What beautiful designs — one from a church, one from our DNA — and how similar. Why do so many people think we have to choose between them?
That’s the question posed in the article that the pictures illustrate: Can Science and Faith be Reconciled. Part of the Pew Research Center, the article gathers an eminent scientist and a perceptive journalist to sort out the issues.
First up is Francis Collins, former director of the Human Genome Project. He discusses the basic questions of “why there is anything at all,” and, in the words of Eugene Wigner, a Nobel laureate in physics, why mathematics makes sense. He goes on to explain the unlikely fact that many “constants,” like gravity, are independent yet work together to make existence possible. His conclusion: God is more likely than not.
That would be a consolation to conservative Christians, but Collins’ firm belief in evolution might not be. He says that genetic findings of the last few years alone make the evidence for evolution overwhelming. He also calls the Intelligent Design idea both bad science and “questionable theology.”
The rest of the article has NPR correspondent Barbara Bradley Hagerty discussing her research into spirituality and brain science. She notes that scientists have pinpointed the temporal lobe as a source — or perhaps a conduit — for mystical experiences. They can even create transcendent experiences by stimulating the brain, electrically or chemically.

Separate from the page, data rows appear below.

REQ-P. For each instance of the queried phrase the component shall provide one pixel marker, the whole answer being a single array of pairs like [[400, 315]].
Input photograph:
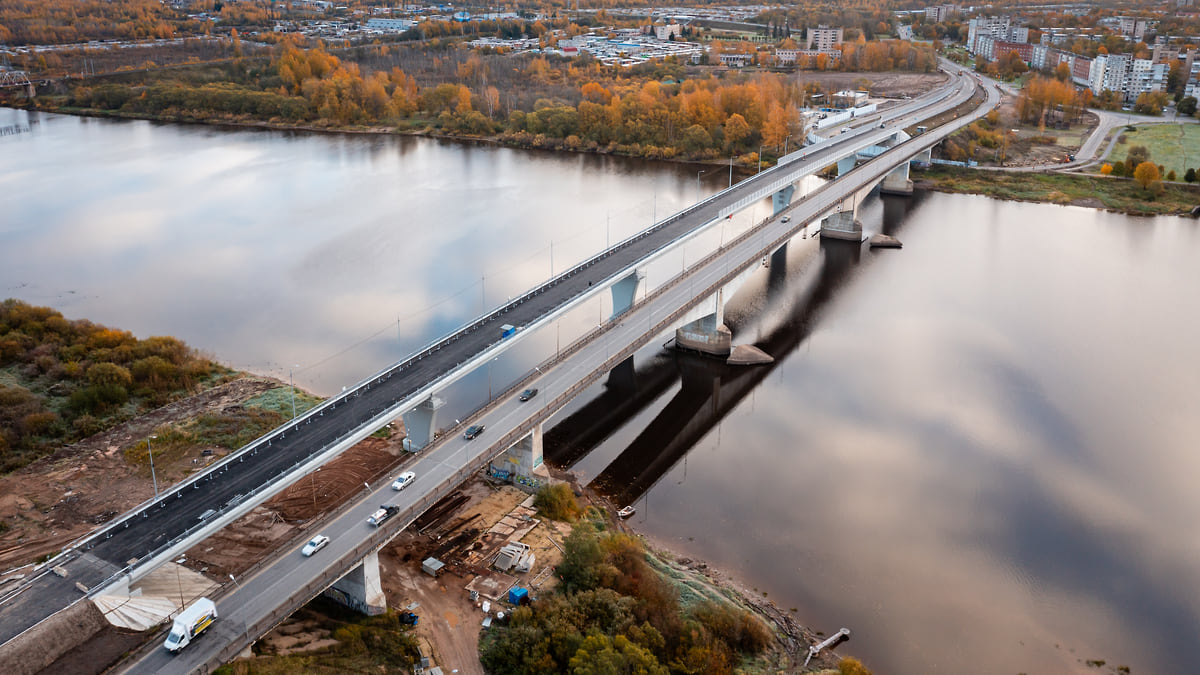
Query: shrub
[[851, 665], [557, 502]]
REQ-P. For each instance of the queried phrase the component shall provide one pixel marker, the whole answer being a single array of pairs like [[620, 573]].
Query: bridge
[[126, 549], [17, 78]]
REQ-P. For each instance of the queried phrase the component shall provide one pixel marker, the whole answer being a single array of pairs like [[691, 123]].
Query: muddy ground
[[481, 517], [883, 84], [59, 499]]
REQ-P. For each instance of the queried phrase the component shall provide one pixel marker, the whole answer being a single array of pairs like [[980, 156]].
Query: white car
[[403, 481], [315, 545]]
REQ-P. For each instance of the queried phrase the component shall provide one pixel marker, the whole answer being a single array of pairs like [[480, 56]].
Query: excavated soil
[[57, 500], [276, 521]]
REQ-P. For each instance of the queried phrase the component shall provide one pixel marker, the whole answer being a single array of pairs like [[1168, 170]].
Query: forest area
[[64, 380], [617, 609], [660, 109]]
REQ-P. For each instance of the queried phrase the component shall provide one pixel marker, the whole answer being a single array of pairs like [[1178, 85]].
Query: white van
[[190, 623]]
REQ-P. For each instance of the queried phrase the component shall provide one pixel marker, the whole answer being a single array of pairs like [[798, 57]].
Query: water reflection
[[976, 455], [977, 452], [339, 252]]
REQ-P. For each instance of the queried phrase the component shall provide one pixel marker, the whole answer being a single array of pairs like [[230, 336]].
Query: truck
[[190, 623]]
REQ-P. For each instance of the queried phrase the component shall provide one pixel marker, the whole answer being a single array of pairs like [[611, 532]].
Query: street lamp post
[[293, 387], [153, 476]]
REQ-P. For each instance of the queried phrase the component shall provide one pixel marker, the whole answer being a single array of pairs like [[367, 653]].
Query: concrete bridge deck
[[161, 527]]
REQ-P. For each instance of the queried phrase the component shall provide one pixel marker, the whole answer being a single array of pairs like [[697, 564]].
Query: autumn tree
[[736, 131]]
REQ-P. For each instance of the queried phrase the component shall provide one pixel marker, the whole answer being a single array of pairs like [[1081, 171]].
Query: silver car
[[315, 545]]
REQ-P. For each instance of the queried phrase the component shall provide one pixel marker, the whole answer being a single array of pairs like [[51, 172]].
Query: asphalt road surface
[[232, 483]]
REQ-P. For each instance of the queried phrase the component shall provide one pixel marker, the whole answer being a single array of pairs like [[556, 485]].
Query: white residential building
[[1133, 27], [823, 37], [397, 25], [939, 12], [999, 28]]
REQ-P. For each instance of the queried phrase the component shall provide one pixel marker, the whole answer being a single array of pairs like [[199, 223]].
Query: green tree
[[601, 655], [583, 559], [557, 502]]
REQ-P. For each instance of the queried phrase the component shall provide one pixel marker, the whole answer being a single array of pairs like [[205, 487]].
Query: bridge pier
[[624, 292], [783, 199], [360, 589], [419, 424], [623, 376], [522, 464], [707, 334], [843, 225], [897, 183]]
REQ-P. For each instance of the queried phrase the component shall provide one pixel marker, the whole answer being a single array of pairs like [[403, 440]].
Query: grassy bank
[[1176, 147], [1101, 192]]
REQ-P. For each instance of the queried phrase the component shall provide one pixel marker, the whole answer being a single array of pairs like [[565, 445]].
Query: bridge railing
[[382, 536], [429, 350]]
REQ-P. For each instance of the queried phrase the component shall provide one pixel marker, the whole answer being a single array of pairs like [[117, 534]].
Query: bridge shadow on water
[[707, 388]]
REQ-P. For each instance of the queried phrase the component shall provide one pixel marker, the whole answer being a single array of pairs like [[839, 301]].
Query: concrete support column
[[624, 292], [897, 181], [783, 198], [419, 424], [522, 464], [841, 225], [708, 334], [360, 589], [623, 377]]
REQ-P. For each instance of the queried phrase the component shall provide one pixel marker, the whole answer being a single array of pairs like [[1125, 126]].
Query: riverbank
[[426, 129], [1091, 191]]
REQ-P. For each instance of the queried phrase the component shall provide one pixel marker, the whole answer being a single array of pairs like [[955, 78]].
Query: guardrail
[[769, 175], [385, 533]]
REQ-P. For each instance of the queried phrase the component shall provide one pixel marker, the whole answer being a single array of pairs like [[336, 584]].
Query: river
[[977, 452]]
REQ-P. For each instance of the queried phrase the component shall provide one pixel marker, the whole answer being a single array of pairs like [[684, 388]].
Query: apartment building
[[939, 12], [823, 39], [997, 28]]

What’s happening there, she says, depends on “whether you think of the brain as a CD player or a radio.” But she asks: “Why are we wired for mystical experiences in the first place?” After all, she suggests, if there were a God who wanted to communicate, wouldn’t he build in a mechanism to do it?
Pregnant thoughts, all. But Pew has other food for thought.
According to a new study, most Americans like science but don’t rate American scientists as among the best. More disturbingly, a third can’t think of anything outstanding that the United States has achieved lately.
Finally, you can test your own Sci-Q with a 12-question Science Knowledge Quiz. that compares how well you score against the general American public. How’d I do? Well, I don’t like to brag, but . . . (grin).